A Week That Tilted Risk Toward the Bulls
US indexes delivered a mixed but ultimately bullish week: momentum came from lighter US–China rhetoric, powerful single-name reports, and a softer CPI into Friday. The S&P 500 and Nasdaq 100 notched fresh record highs on Friday, while the Dow flirted with local records. The market balanced several narratives at once: risk-on around Beijing talks and blue-chip beats, risk-off midweek on Texas Instruments’ cautious outlook and Netflix weakness, then risk-on again as the inflation surprise and sub-4% Treasury yields took hold.
US–China Trade Rhetoric: Fewer Threats, More Upside
Tone improved as Washington signaled that “things will be fine” with China and later confirmed plans for a leaders’ meeting on APEC sidelines. Markets are conditioned to this standoff, so even a nuance in phrasing quickly translates into multiple expansion. In parallel, warnings about potential tariffs absent a deal and headlines on possible software export limits briefly revived volatility. The weekly verdict is cautious optimism with the understanding that a single soundbite can still widen risk spreads.
Oil and Sanctions: Energy Back at the Epicenter
A WTI spike of more than five percent followed US restrictions on Rosneft and Lukoil. For markets, that is akin to a short-term tightening of supply, immediately lifting oil & gas producers and services. Energy became a key alpha donor this week, offsetting weakness elsewhere when earnings or China news weighed on sentiment.
CPI and Fed Path: “A Touch Cooler” Is Equity-Friendly
September CPI missed by a tenth, giving equities that “sliver of light” for an easier policy glidepath. Core inflation remains above the Fed’s target, but a sequence of small positive surprises is nudging rhetoric toward a 25 bp cut on October 28–29. The 10-year hovered near 4%, swayed by oil and breakevens. Equities responded in textbook fashion: duration segments re-rated, with flows into megacaps and tech benchmarks.
Shutdown as a Data-Visibility Risk
The extended government shutdown injected “noise” into the data calendar. Delays in releases and labor metrics blunt nowcast models and raise forecast dispersion. Paradoxically, the absence of fresh negatives can act like a positive, but the longer the pause, the pricier surprises become when revisions hit.
Earnings Season: Strong Averages, Wide Dispersion
Q3 continues to show a late-cycle pattern: high beat rates alongside heightened sensitivity to any guidance wobble. Autos and industrials impressed with upgraded outlooks, consumer staples printed convincing margin metrics, and semis delivered both extremes—beta-driven rebound into Friday and sharp selloffs after cautious outlooks from select names. Med-tech kept generating growth stories, with investors preferring visible operating traction over “pure narrative.”
Semiconductors: From Selloff to Beta-Driven Rally
Midweek pressure followed a weak forecast from a key analog player, rippling across the chip complex. By Friday, the market digested the news and refocused on cyclical demand recovery, AI infrastructure, and manageable back-end yields. Sector volatility is inevitable, but chips remain the risk-appetite barometer for the Nasdaq 100—and the week’s close reaffirmed that.
Precious Metals and Crypto: Safe-Haven Swings
Gold and silver, fresh off record prints, retraced on profit-taking and a partial rotation out of havens as trade headlines improved. Still, sporadic demand returned whenever geopolitics resurfaced. Crypto moved in step with beta risk: with stable yields and soft CPI, interest revived, and upgrades across adjacent public names served as catalysts.

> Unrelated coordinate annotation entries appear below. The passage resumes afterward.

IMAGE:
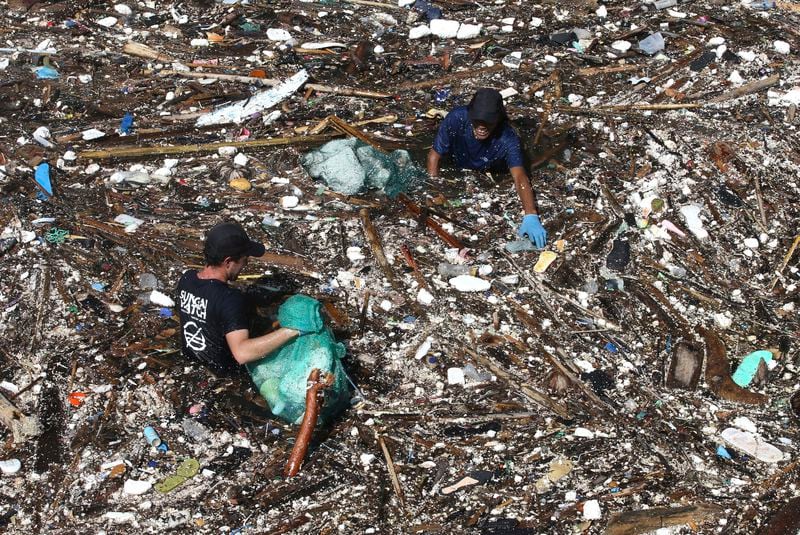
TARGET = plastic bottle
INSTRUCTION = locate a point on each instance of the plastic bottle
(454, 270)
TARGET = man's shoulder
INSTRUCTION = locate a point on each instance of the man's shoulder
(459, 112)
(508, 134)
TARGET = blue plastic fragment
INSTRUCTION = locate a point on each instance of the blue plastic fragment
(42, 177)
(46, 73)
(127, 124)
(747, 369)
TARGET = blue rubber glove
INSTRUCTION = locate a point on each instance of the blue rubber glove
(532, 228)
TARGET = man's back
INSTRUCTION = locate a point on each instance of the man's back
(209, 309)
(455, 138)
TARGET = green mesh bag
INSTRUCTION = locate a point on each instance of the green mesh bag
(281, 377)
(350, 166)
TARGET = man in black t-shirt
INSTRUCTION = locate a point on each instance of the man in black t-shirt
(214, 326)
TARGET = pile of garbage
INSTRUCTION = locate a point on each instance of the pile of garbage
(639, 374)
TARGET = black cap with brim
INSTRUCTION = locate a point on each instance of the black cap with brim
(230, 239)
(487, 106)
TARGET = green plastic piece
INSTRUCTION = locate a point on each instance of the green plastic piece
(747, 369)
(281, 377)
(186, 470)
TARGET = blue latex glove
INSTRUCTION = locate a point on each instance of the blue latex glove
(532, 228)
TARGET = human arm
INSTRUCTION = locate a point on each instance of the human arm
(246, 349)
(531, 224)
(523, 186)
(433, 162)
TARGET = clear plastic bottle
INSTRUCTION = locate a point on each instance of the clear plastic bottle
(454, 270)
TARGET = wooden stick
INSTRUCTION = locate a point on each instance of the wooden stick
(718, 372)
(377, 249)
(22, 426)
(320, 88)
(752, 87)
(362, 321)
(345, 128)
(143, 51)
(529, 392)
(217, 76)
(594, 71)
(649, 107)
(320, 127)
(133, 152)
(392, 471)
(415, 210)
(760, 199)
(315, 387)
(414, 267)
(786, 259)
(461, 75)
(635, 522)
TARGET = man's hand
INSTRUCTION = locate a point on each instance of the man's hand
(532, 228)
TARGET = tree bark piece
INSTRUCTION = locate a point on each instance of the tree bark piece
(22, 426)
(416, 211)
(377, 249)
(143, 51)
(529, 392)
(635, 522)
(392, 472)
(718, 373)
(309, 422)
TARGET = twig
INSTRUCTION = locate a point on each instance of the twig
(529, 392)
(320, 88)
(449, 78)
(752, 87)
(593, 71)
(377, 249)
(786, 259)
(415, 210)
(392, 472)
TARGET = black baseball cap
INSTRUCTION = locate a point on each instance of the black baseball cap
(487, 106)
(230, 239)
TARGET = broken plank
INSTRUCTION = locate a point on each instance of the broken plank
(134, 152)
(644, 521)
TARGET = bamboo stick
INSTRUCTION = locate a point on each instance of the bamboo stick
(392, 472)
(412, 86)
(270, 82)
(133, 152)
(377, 249)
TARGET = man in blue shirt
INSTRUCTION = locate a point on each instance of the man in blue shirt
(478, 136)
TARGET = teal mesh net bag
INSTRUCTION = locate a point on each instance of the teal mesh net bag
(282, 375)
(350, 166)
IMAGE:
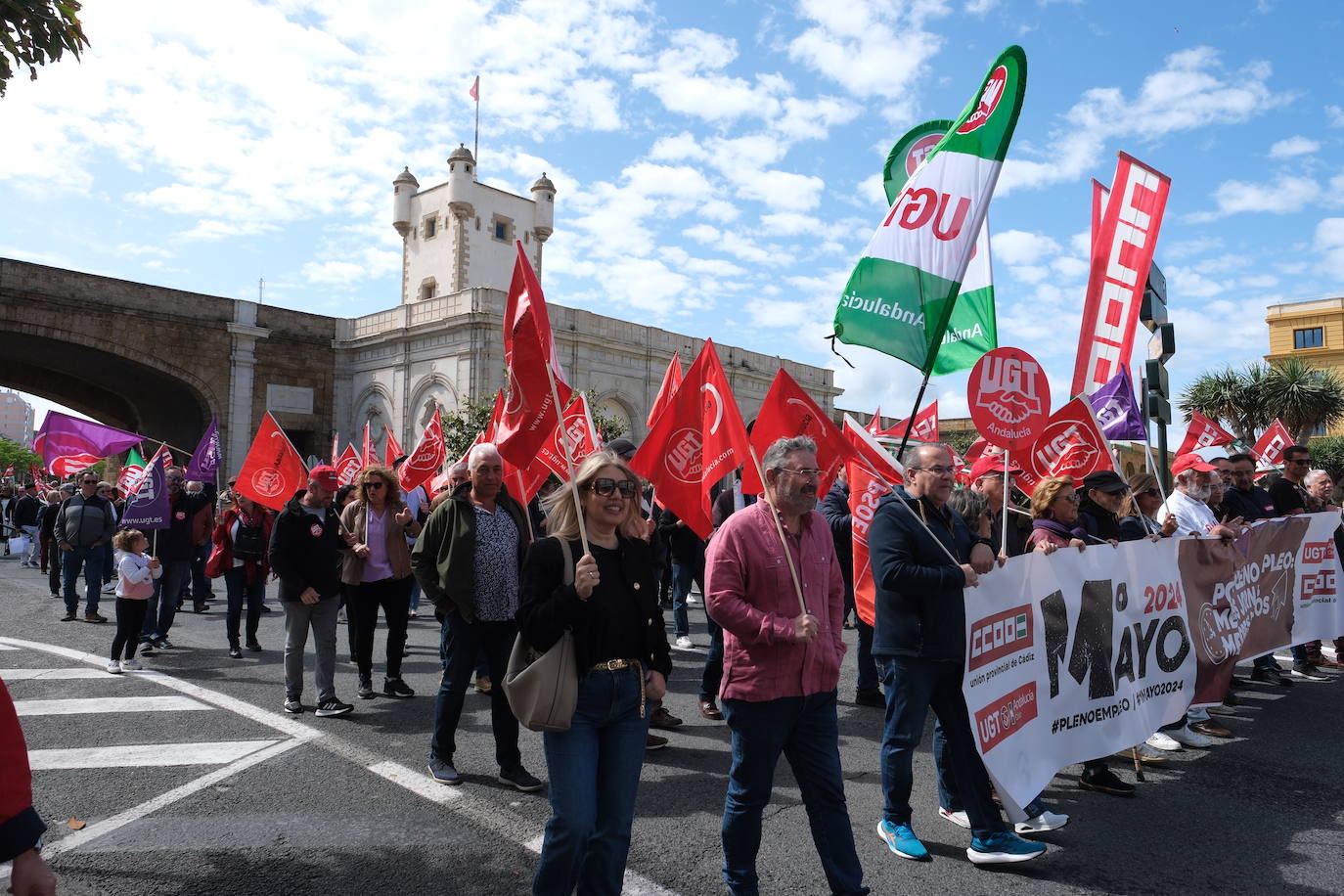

Rates: Balancing Inflation and Growth
Treasuries traced a classic “swing” week. Oil-driven inflation worries weighed on prices, but softer CPI and growth concerns amid the shutdown brought buyers back. Net result: 10-year yields near 4% and a still-inverted curve pointing to cautious growth expectations. For equities, that preserves the familiar trade-off: any abrupt yield back-up challenges duration stories; any cool inflation surprise opens a window for multiple expansion.
Europe and Asia
European benchmarks set highs, Asia provided a cautiously positive tone, and China’s better-than-expected growth and industrial prints revived the global-demand-without-overheat narrative. The ECB, via swaps, remains in patient-watch mode, while softer UK inflation added arguments for restraint. For the US, that translates into less external pressure and more room for its own easing trajectory.
The Fed, Oil, and Rhetoric Will Call the Tune
The immediate catalyst is the Oct 28–29 FOMC. Markets have largely “priced in” a quarter-point cut; any surprise in dots or press-conference tone will hit duration assets first. Second, oil: sustained prices after sanctions and geopolitics could lift breakevens and complicate the Fed’s task. Third, US–China rhetoric: even amid cautious progress, a single hardline remark can widen credit spreads and cool risk appetite. Investors head into the new week with guarded optimism, eyes glued to headlines and data, mindful of how quickly the setup can flip.